As noted above, kappa images are far more common in postwar senjafuda, as evidenced by the Shōbundō Collection. Below are four examples.
As Foster notes,[1] kappa illustrations have proliferated in postwar Japan due to a number of manga featuring kappa, and the kappa’s adoption as the mascot of a popular brand of sake. These uses have helped a (mostly) sanitized version of the kappa to regain its central place in the popular yōkai imagination. The slips above conform to this postwar vision of the kappa.
They’re from a set of six slips made in 1961 as “Six Views of the Kappa at Rest.” In the first image, “The Kappa’s Dance,” three kappa are dancing with abandon; one has a bandanna tied around his head, while another is wearing a lily pad as a hat. The red loincloths are a colorful (and modestly risqué) touch. In the second image, “The Kappa’s Dream,” a kappa is napping with his arms around a huge kabocha—dreaming it’s a gigantic cucumber, perhaps? In the third, “The Kappa Chanter,” an obviously female shamisen player accompanies a gidayū (dramatic) reciter. In “The Kappa’s Hand Game,” two kappa play a variant on rock-paper-scissors with cucumbers as the stakes. There may be a further yōkai reference here, as this version of the game, called "fox-fist," involves a fox, a hunter, and a landowner as the three options. The hunter beats the fox (because he can shoot it), but loses to the landowner (because the landowner can lord it over the hunter). The landowner can lord it over the hunter, but can be enchanted by the fox.

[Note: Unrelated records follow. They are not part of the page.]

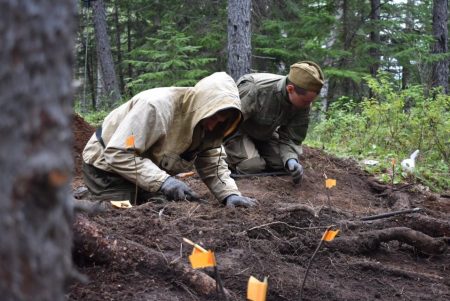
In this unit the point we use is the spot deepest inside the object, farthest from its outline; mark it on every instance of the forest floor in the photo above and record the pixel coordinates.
(139, 254)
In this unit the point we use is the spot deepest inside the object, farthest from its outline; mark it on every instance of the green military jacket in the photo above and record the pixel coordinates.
(267, 110)
(167, 139)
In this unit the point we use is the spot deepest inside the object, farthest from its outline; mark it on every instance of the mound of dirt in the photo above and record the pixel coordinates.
(82, 132)
(139, 254)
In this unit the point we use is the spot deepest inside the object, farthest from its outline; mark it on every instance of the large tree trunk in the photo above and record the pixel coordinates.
(36, 59)
(104, 53)
(375, 36)
(118, 45)
(440, 32)
(239, 37)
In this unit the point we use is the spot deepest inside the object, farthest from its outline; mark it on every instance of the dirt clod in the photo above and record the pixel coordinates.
(275, 239)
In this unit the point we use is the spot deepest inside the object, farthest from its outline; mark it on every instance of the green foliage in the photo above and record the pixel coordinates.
(94, 118)
(167, 59)
(391, 125)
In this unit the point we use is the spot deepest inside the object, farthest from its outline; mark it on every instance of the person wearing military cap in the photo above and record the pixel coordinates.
(276, 116)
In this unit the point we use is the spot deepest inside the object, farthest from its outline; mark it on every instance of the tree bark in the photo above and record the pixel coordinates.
(118, 45)
(239, 37)
(104, 53)
(440, 33)
(375, 36)
(36, 60)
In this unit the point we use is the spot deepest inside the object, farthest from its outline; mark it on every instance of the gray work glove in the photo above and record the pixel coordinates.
(177, 190)
(234, 200)
(296, 170)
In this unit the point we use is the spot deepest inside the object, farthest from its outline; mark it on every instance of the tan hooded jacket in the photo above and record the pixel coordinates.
(165, 126)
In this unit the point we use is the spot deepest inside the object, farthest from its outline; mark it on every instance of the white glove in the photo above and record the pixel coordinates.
(235, 200)
(296, 170)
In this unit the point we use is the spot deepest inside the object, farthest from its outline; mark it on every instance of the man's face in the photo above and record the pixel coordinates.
(211, 122)
(298, 100)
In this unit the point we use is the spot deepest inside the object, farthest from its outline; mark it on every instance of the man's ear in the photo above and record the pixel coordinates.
(290, 88)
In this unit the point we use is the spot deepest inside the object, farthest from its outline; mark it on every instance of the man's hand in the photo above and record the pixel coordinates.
(296, 170)
(177, 190)
(236, 200)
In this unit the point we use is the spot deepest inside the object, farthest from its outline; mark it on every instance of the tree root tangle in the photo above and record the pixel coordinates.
(92, 245)
(367, 242)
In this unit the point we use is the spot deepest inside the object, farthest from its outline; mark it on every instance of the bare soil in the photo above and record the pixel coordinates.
(276, 239)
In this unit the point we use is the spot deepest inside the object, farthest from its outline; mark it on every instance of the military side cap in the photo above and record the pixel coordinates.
(306, 75)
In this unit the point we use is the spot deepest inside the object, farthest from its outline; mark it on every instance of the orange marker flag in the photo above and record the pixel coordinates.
(200, 258)
(257, 290)
(129, 142)
(329, 235)
(330, 183)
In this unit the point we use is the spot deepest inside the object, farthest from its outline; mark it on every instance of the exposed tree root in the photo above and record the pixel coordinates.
(429, 225)
(92, 245)
(369, 241)
(378, 267)
(299, 207)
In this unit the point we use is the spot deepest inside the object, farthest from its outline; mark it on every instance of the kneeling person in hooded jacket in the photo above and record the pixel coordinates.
(174, 129)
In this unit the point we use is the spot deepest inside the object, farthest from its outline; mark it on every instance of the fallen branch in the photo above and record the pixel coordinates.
(426, 224)
(370, 241)
(298, 207)
(91, 244)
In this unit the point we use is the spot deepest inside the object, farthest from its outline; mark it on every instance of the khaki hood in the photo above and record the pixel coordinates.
(217, 92)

As an imagination of the daily life of a yōkai, these senjafuda correspond nicely to the oni series discussed elsewhere on this site: the yōkai’s life is like ours, but maybe a little more carefree. As depictions of kappa they’re expertly drawn humorous sketches—and, let’s be honest, a little kitschy. As such, they’re perfect examples of modern kappa.
References
[1] Michael Dylan Foster, The Book of Yōkai: Mysterious Creatures of Japanese Folklore (Berkeley: University of California Press, 2015), pp. 157-67.
[2] Gregory M. Pflugfelder specifically discussed kappa imagery in 19th century Japan in Cartographies of Desire: Male-Male Sexuality in Japanese Discourse, 1600-1950 (Berkeley: University of California Press, 1999), p. 197.